Enabling Client-side Encryption (AWS)

Qubole supports AWS Key Management Service (KMS) client-side encryption only on the S3a filesystem. It is supported on Hadoop 2 and Spark clusters. It can be used to encrypt/decrypt data. Qubole supports KMS client-side encryption on Hadoop, Hive, and Spark engines.

Qubole supports AWS KMS client-side encryption at account and cluster levels. If the service is enabled at an account level, it gets enabled on all Hadoop 2 and Spark clusters of that QDS account.

Note

The AWS KMS client-side encryption feature is available for beta access. To enable it on a QDS account or in a specific Hadoop 2/Spark cluster, create a ticket with Qubole Support.

Since AWS KMS is only supported on the S3a filesystem, the account must have the S3a filesystem. Ensure that the Amazon S3 bucket and the AWS KMS key are in the same AWS region because the key of one AWS region is not recognized in other AWS regions.

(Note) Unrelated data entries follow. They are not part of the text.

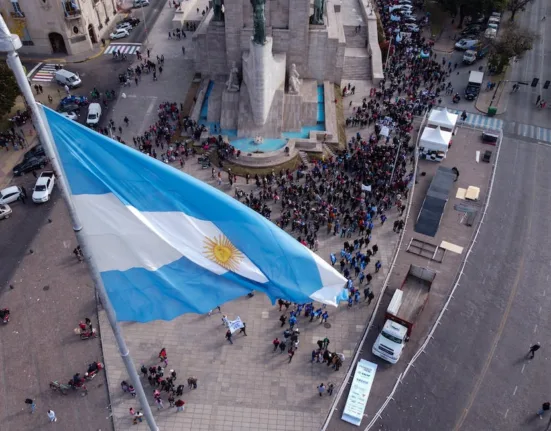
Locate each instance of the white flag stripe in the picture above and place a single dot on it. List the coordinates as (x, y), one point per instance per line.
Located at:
(123, 48)
(129, 236)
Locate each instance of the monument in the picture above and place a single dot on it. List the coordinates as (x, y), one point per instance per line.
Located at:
(262, 73)
(268, 70)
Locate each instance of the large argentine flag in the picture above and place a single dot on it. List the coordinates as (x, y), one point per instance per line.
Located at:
(167, 244)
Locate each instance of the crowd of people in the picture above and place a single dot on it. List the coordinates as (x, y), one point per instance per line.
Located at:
(164, 384)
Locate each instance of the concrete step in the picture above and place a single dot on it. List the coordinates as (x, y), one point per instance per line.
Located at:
(357, 68)
(355, 39)
(304, 157)
(329, 151)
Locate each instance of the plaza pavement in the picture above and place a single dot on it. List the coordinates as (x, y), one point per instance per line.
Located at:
(244, 386)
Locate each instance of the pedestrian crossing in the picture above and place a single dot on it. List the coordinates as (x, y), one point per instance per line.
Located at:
(480, 121)
(122, 48)
(529, 131)
(526, 130)
(45, 73)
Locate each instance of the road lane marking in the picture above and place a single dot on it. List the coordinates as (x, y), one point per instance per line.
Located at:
(504, 318)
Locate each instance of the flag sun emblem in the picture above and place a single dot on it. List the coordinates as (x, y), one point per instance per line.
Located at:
(223, 252)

You can enable KMS client-side encryption at a cluster level by adding fs.s3a.awsKmsCmkId=<kms key> as a Hadoop override on the cluster’s configuration either through its cluster UI > Advanced Configuration or through the cluster REST API call. You must restart the cluster after adding this override for the setting to be effective on that cluster.

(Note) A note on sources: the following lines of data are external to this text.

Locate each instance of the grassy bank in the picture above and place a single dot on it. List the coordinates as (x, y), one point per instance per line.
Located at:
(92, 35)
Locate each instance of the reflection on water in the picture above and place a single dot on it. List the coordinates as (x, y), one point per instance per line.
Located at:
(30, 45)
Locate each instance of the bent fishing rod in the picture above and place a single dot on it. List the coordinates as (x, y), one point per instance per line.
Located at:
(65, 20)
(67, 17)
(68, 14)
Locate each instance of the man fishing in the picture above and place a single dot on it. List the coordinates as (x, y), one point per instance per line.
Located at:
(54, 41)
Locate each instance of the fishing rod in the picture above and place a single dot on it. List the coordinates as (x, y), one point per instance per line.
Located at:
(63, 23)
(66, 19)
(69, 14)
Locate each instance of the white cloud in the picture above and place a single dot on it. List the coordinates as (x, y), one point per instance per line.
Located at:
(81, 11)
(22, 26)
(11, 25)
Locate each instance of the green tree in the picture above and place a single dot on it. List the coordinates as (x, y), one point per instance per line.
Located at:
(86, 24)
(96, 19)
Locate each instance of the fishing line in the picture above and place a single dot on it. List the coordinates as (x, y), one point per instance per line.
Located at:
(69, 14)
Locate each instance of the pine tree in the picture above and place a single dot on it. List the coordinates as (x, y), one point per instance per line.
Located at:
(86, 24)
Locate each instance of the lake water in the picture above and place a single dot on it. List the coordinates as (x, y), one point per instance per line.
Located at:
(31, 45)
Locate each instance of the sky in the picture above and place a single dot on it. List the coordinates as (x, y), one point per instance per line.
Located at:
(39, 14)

However, enabling the client-side encryption at the cluster level has this disadvantage:

  • If the KMS key is not stored in the Qubole end (and is only present as Hadoop overrides), then Qubole cannot decrypt results in the Results tab on the Analyze UI for queries for which data is directly read from AWS S3. This occurs as the KMS key is not stored the Qubole end.